Menggenggam tanganku, menyeka peluh, dan ikut menyemangati menarikkumpulkan nafas, mengejan. Itulah janji David, dan sejak tadi sore ia tidak memberi kabar, pun tak dapat dikabari. Ponsel yang terletak di meja acap kulirik. Berbunyilah. Bergetarlah. Davidku, ragukah kau? Malukah? Bukankah kau berjanji, kekasih, melihat si butet lahir dan merekam suaranya?
Sepintas perawat saling lirik kemudian menatapku iba. Sepenglihatan mereka, tubuhku melemah. Meski mata menyipit, aku tahu mereka berbisik. Oh jangan, jangan belah perutku. Biarkan putriku lahir dari mana seharusnya. Tidakkah kalian tahu kekasihku akan tiba menemani, memberi berlipatlaksa kekuatan untuk meneruskan.

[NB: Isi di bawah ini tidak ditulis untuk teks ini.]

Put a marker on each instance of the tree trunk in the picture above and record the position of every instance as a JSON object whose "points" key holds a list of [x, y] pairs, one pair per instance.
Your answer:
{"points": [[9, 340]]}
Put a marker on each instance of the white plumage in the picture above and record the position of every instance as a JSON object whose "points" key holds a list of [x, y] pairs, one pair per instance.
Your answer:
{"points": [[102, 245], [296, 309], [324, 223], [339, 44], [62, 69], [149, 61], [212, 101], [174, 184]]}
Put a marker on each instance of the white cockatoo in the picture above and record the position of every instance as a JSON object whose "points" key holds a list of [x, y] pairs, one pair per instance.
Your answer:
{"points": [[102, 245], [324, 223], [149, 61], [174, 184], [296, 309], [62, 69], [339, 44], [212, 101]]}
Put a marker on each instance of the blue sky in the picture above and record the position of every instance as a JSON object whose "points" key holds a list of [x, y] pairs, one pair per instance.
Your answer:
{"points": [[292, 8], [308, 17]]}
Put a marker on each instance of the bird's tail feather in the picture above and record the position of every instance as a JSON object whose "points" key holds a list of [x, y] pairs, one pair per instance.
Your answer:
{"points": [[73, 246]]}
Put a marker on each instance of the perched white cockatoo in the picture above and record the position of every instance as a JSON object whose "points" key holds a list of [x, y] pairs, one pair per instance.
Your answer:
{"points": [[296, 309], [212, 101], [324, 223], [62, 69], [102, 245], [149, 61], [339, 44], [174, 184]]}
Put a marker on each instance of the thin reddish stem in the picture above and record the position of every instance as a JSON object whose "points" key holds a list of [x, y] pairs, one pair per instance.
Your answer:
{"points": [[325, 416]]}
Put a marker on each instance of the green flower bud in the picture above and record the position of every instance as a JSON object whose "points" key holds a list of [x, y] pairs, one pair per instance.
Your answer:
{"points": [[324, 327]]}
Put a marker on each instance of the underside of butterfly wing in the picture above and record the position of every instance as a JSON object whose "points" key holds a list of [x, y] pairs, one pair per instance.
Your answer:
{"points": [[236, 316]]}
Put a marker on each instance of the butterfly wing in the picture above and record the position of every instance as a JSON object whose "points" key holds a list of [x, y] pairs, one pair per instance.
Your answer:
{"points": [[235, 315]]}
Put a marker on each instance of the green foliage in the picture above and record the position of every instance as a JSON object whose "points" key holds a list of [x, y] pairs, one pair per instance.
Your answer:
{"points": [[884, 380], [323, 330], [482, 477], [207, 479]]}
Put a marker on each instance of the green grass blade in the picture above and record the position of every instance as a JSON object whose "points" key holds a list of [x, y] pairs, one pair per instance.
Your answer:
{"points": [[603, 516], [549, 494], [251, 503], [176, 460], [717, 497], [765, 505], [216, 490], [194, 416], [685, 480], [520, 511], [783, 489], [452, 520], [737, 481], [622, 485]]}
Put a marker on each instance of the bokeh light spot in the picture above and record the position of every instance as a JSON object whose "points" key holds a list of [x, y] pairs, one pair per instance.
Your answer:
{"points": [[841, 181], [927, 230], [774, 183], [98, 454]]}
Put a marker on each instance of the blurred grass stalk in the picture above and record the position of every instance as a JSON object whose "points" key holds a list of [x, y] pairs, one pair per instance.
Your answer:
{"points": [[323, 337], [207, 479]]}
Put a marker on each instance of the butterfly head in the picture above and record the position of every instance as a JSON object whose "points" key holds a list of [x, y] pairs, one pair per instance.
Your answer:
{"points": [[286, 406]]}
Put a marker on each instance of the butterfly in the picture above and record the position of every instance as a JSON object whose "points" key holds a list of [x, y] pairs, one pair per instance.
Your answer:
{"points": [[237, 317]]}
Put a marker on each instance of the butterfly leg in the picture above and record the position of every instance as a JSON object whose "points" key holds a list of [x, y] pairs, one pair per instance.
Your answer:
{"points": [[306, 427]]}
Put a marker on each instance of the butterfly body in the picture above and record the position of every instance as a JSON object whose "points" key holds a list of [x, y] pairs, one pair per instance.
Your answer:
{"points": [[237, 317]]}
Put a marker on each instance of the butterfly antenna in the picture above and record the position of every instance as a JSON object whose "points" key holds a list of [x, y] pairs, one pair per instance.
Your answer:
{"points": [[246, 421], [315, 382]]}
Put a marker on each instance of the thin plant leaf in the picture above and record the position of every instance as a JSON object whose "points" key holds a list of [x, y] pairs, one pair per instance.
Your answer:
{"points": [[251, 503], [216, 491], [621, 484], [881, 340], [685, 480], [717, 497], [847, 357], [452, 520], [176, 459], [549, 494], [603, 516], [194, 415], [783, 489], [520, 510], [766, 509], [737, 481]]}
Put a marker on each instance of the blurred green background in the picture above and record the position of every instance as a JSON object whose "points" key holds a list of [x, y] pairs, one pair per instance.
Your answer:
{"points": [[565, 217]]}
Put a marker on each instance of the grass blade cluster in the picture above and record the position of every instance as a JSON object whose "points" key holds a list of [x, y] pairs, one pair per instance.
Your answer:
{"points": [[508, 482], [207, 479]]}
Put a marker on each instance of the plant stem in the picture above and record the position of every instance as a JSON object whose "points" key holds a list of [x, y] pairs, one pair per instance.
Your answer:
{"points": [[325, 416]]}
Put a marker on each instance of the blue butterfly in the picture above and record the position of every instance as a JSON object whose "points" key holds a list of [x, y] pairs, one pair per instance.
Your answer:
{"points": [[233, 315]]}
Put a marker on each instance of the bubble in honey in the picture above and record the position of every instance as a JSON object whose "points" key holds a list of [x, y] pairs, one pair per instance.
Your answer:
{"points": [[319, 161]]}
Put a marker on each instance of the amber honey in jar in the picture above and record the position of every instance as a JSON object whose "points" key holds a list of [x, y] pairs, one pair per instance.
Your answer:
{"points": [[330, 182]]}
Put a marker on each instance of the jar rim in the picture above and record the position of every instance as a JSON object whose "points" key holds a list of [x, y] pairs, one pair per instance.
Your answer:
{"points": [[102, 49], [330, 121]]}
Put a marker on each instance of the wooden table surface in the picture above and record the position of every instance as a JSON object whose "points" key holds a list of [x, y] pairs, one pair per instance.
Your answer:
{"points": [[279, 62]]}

Semakin kerap kutatap ponsel di meja. Bergetarlah, berderinglah. Bicara padaku David. Temani aku. Aku semakin lemah. Sejak bertemu David tak lagi aku menangis. Meski dikucil sanak keluarga, tetap tegar. Ialah duniaku. Kekasihku. Dan ia belum datang. Dalam letih kantuk yang terus mendera, berbunyi guntur menggelegar diikuti penggalan sebuah lagu kesayanganku. Dalam buai mimpikah? Sedaya upaya kugigit bibir. Bukan mimpi. Itu getar ponselku. Itu nada deringnya. Kemudian mati.
* * *
Meski terus kudesak, aku belum bisa memiliki ruang inap sendiri. Para perawat baik hati itu mengatakan ruang VIP penuh. Jadi, disinilah aku, dalam sebuah kamar di seberang ruang bersalin, berdua dengan puteriku, bertiga dengan perempuan lain yang juga baru selesai melahirkan, berempat dengan puteranya, beramai-ramai dengan handaitaulannya yang menjenguk. Sepiku hilang mendengar cakap-cakap mereka yang riuh bergelaktawa. Sesekali mereka melirikku dengan raut bersalah akibat terlalu gaduh. Aku tersenyum memberi tanda tidak keberatan. Sepanjang puteriku tidak terusik dan jikapun Zulaikha (aku suka sekali nama ini) terbangun, aku tinggal menetekkan dan ia kembali lelap.
Aku bahkan sesekali terlibat dalam bincang-bincang remeh-temeh mereka. Namun lebih sering aku menerawang jauh hingga suatu saat degup jantungku terhenti dan kedua tangan mencengkeram. Mereka bercerita tentang kejadian kemarin sore ketika seorang pengunjung rumah sakit terburu-buru menuruni angkot dan dilindas ambulan ketika menyeberang. Dadanya remuk.